Jak należałoby się spodziewać po stosunkowo nowej serii, animacja jest na bardzo dobrym poziomie. Postacie są dopracowane, o wyrazistej mimice i naturalnych ruchach. Bardzo ujął mnie fakt, że bohaterowie często zmieniają strój, nawet w ramach jednej historii. Ubrania są dopasowane do pory roku i sytuacji (Mai występuje w mundurku tylko w dni, gdy musi iść do szkoły), a każda z postaci posiada najwyraźniej pełną szafę. Nawet Naru prezentuje kilka strojów, choć niełatwo to zauważyć – wszystkie jego ubrania są czarne. Trzeba przyznać, że taka dbałość o realizm to rzadkość. Styl animacji zmienia się w retrospekcjach (charakterystyczna czarna ramka i zmiana kolorystyki) oraz w scenkach humorystycznych. Tła są dopracowane i bardzo ładne, szczególnie w scenach plenerowych i prezentujących duchowy wymiar rzeczywistości. Niektórzy mogą mieć zastrzeżenia do świetlistych hitodama (błędnych ogników, reprezentujących dusze zmarłych), choć mnie akurat się podobały. Właściwie jedynym elementem, który drażnił mnie od strony wizualnej, była postać Johna. Australijski egzorcysta, oficjalnie dziewiętnastoletni (swoją drogą, w tym wieku powinien dopiero rozpoczynać naukę w seminarium…), wygląda najwyżej na piętnastolatka. Według mnie autorzy trochę przesadzili.
Muzyka jest dobrze dopasowana i w dużej części tworzy atmosferę wielu scen. Są to bez wyjątku utwory instrumentalne, także w openingu i endingu twórcy serii nie zdecydowali się na piosenki.

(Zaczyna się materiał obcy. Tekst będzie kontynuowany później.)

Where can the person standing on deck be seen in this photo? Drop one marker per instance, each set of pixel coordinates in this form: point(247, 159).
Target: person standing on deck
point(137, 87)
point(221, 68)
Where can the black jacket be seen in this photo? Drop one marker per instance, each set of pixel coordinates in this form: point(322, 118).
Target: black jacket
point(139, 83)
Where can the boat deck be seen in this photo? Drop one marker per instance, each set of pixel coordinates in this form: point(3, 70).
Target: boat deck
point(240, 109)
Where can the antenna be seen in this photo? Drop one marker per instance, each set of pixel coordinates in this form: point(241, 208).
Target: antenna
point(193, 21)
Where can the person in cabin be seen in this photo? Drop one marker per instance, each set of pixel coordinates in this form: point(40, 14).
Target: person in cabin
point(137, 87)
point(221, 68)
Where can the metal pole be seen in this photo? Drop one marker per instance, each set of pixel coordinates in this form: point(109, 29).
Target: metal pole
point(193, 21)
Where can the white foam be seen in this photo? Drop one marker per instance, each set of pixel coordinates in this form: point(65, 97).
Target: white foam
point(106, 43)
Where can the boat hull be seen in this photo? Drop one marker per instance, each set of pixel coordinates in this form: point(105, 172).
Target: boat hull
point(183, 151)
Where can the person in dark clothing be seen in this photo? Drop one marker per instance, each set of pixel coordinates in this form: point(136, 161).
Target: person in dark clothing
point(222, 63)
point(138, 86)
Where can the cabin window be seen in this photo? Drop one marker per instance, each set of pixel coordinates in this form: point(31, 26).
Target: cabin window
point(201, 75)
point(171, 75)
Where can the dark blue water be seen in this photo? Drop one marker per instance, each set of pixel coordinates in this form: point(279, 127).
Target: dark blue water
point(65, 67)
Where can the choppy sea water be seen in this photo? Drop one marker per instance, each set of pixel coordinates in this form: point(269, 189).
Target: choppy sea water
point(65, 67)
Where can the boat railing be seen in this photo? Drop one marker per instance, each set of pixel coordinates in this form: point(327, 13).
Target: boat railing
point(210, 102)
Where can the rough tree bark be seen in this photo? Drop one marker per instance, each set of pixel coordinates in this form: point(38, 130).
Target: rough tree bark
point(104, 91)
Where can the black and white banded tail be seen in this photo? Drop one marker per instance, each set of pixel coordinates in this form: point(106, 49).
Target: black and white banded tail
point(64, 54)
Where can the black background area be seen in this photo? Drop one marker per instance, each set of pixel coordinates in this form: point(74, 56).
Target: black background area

Spokojny motyw przewodni zapada w pamięć, ale całość ścieżki dźwiękowej służy przede wszystkim jako podkład, mający skupić uwagę widza na istotnych elementach akcji.
Ghost Hunt nie bez powodów bywa klasyfikowany jako shoujo. Naru jest naprawdę przystojny (damska część zespołu SPR nie pozostaje na to obojętna), a i w przypadku pozostałych męskich postaci jest na co popatrzeć. Z drugiej strony te walory wizualne stanowią tylko tło dla właściwej akcji, która powinna zadowolić każdego miłośnika historii o duchach, bez względu na płeć. Żadna zagadka nie ma oczywistego rozwiązania, dzięki czemu można próbować samodzielnie próbować odgadnąć, co tym razem wywołuje dziwne zjawiska.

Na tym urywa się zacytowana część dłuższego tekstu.